Правда, было одно маленькое неудобство — тетушка иногда увлекалась, вела себя так, будто она сама Брутов: давала от его имени согласие на прием гостей, на денежный кредит, на покупку вещей, принимала другие самостоятельные решения.
Брутов вернулся домой, и здесь его ждал удар: теща, уложив спать пятилетнего внука, только что уехала от них. В суматохе он не догадался написать ей записку, чтобы она подождала его. Было уже половина десятого вечера. Ноздри у Брутова раздувались, как у породистого жеребца. Надо снова ехать к теще.

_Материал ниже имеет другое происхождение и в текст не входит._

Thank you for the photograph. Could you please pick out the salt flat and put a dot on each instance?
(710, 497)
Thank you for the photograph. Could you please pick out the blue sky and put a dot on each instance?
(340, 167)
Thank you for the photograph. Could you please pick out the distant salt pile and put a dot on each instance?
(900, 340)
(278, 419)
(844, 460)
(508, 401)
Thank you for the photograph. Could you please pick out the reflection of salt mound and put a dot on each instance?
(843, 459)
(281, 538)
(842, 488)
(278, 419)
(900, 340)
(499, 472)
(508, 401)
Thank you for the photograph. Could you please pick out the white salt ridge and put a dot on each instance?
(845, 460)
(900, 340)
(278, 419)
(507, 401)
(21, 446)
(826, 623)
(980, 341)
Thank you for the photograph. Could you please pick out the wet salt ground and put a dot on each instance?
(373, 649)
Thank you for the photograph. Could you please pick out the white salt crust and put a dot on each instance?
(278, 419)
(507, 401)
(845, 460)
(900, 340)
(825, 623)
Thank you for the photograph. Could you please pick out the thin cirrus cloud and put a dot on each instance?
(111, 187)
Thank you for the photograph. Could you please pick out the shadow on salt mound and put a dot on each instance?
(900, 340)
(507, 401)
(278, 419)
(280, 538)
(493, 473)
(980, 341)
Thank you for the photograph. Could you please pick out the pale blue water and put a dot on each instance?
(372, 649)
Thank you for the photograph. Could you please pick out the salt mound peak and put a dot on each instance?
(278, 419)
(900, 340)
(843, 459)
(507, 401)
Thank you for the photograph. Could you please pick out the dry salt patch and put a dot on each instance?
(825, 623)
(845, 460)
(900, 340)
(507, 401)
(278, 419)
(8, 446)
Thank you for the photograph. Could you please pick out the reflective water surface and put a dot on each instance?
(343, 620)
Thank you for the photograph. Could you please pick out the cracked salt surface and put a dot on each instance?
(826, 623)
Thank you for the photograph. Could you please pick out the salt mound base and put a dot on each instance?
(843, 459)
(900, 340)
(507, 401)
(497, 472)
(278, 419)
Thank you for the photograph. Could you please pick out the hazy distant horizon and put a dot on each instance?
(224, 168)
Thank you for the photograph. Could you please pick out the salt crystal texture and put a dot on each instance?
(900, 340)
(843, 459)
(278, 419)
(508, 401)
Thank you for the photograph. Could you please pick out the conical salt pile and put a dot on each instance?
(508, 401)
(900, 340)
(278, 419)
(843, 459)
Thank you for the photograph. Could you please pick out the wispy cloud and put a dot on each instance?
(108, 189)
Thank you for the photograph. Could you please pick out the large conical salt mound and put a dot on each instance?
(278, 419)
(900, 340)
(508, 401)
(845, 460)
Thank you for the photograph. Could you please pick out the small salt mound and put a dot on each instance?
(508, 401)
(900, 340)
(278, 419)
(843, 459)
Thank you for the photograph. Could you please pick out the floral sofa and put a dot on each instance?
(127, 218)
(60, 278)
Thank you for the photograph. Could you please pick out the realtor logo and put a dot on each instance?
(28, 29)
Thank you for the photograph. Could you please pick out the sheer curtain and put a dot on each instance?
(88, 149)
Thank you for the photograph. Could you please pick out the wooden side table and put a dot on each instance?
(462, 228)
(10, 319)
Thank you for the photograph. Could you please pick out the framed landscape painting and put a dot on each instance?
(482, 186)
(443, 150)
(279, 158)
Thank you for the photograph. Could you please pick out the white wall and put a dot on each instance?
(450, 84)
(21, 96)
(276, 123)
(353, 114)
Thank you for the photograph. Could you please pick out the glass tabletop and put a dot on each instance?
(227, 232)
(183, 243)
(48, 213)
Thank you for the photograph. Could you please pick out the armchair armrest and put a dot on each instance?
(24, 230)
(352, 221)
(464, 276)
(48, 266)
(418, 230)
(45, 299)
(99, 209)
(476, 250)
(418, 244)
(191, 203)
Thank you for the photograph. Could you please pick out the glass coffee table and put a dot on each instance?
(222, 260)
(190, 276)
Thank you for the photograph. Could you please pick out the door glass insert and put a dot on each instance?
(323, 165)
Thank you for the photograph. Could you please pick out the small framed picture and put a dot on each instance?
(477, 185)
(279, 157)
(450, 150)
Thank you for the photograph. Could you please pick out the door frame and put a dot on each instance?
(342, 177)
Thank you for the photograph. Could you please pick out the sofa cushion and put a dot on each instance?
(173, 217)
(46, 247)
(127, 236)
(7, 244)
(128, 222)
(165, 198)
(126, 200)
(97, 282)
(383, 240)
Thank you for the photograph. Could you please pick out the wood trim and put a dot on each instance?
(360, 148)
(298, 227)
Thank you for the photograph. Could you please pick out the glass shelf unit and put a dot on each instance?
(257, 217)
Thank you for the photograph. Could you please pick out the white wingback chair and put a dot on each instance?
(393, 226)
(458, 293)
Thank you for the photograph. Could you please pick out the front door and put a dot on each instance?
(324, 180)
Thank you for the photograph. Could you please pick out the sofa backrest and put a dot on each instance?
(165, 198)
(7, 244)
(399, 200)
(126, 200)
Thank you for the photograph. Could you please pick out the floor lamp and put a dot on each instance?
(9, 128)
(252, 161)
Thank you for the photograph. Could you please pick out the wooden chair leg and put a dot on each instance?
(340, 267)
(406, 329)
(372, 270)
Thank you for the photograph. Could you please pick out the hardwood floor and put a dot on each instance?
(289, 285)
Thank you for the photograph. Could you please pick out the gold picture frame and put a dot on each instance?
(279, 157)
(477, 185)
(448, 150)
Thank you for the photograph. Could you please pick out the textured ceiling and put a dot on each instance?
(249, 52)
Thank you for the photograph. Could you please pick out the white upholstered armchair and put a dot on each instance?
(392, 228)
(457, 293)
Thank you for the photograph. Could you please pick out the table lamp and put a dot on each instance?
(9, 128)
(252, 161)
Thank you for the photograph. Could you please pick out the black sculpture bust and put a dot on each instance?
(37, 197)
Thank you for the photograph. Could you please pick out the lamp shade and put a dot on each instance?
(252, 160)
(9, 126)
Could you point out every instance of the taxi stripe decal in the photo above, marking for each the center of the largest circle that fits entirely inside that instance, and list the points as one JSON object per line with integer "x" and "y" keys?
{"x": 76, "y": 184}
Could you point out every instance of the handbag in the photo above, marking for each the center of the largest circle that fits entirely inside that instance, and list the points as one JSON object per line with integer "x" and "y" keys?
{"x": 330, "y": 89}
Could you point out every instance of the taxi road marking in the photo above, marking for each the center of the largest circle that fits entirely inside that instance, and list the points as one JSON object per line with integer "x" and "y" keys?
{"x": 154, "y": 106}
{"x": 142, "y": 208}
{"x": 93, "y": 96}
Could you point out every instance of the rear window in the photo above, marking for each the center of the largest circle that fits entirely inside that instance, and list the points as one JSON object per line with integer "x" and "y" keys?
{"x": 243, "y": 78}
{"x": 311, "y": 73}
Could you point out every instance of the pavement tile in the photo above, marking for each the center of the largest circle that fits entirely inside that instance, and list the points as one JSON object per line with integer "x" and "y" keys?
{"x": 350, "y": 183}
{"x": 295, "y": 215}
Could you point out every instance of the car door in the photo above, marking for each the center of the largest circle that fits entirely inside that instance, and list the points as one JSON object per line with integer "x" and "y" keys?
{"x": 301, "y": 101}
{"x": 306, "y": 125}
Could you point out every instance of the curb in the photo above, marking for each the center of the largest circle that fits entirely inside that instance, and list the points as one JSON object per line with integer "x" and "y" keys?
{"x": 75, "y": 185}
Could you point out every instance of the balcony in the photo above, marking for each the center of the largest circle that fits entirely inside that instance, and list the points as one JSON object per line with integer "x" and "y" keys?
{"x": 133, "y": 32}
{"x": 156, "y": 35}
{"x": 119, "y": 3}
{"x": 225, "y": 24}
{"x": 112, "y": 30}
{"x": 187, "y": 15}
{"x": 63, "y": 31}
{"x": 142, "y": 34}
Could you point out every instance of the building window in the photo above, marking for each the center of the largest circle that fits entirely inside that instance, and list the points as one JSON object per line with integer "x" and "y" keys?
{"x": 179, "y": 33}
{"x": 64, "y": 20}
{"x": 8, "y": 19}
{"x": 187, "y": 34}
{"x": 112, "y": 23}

Чего доброго, она уже легла, и ее придется вытаскивать из постели. Хуже всего, конечно, если она просто не захочет открыть дверь. С ней это бывало.
К счастью, теща еще не спала. Она смотрела телевизор и беззвучно хихикала. Она сделала ему знак рукой, чтобы он молчал и не мешал досмотреть передачу. Брутов безвольно опустился на стул. До сего времени с самого утра он ничего не ел. Без десяти минут двенадцать погас экран телевизора, и теща спросила Брутова, что ему нужно…
Теща была в хорошем настроении и довольно легко дала себя уговорить. Правда, Брутову пришлось пообещать, что они поедут на такси. По дороге теща и Брутов в один голос ругали его начальника. Брутов сказал теще, что отпрашивался у начальника, но этот садист и изверг не отпустил его. Когда они приехали к Брутову, то обнаружилось, что его ребенок вытащил из портфеля и разорвал на мелкие кусочки все служебные бумаги, вырвал с корнями все цветы на окне, разбил вазу для фруктов — она давно привлекала его яркой расцветкой. Теща отпаивала Брутова валерьянкой. Утром, без пяти девять, Брутов был на работе. Гладко выбритый, без единой царапины, в новом костюме, в начищенных до блеска туфлях. Толстый узел нового галстука подпирал подбородок. В девять часов все работники отдела расхаживали около кабинета начальника, но никто не приглашал их. Тогда они послали Брутова узнать, будет ли совещание. Он осторожно приоткрыл дверь и вежливо попросил разрешения войти. Начальник отложил газеты и вежливо разрешил, окинув Брутова внимательно-изучающим взглядом.
— Простите, пожалуйста, Геннадий Яковлевич, — с учтивой улыбкой спросил Брутов. — Будет ли совещание?
Геннадий Яковлевич
— Совещание переносится, — добавил он, строго взглянув на подчиненного. — Я еду сейчас на вокзал встречать племянника.
Брутов почтительно извинился и, пятясь спиной, вышел из кабинета… Геннадий Яковлевич вновь взялся за газету.
ПЕЛЬМЕНИ
Михаила Ивановича я знаю давно. Сейчас он солидный, уважаемый человек, руководитель учреждения. А было время, когда Михаил Иванович был остроскулый, худой как щепка, бегал в поношенном костюме, любил погорячиться в споре и даже порой покритиковать начальство. Свидетельствую объективно — наши столы тогда стояли рядом — он был исполнителен и трудолюбив. Я так и остался рядовым клерком — что поделаешь, не всех фортуна жалует чинами и наградами, а Михаил Иванович продвинулся довольно высоко. Видит бог, он добился этого честным путем. Мне приходилось слышать от других, что и позже он не очень изменился. А то и правда. Характер почти не меняется, если только сам человек не начинает лукавить. Меняется время, а с ним меняются люди.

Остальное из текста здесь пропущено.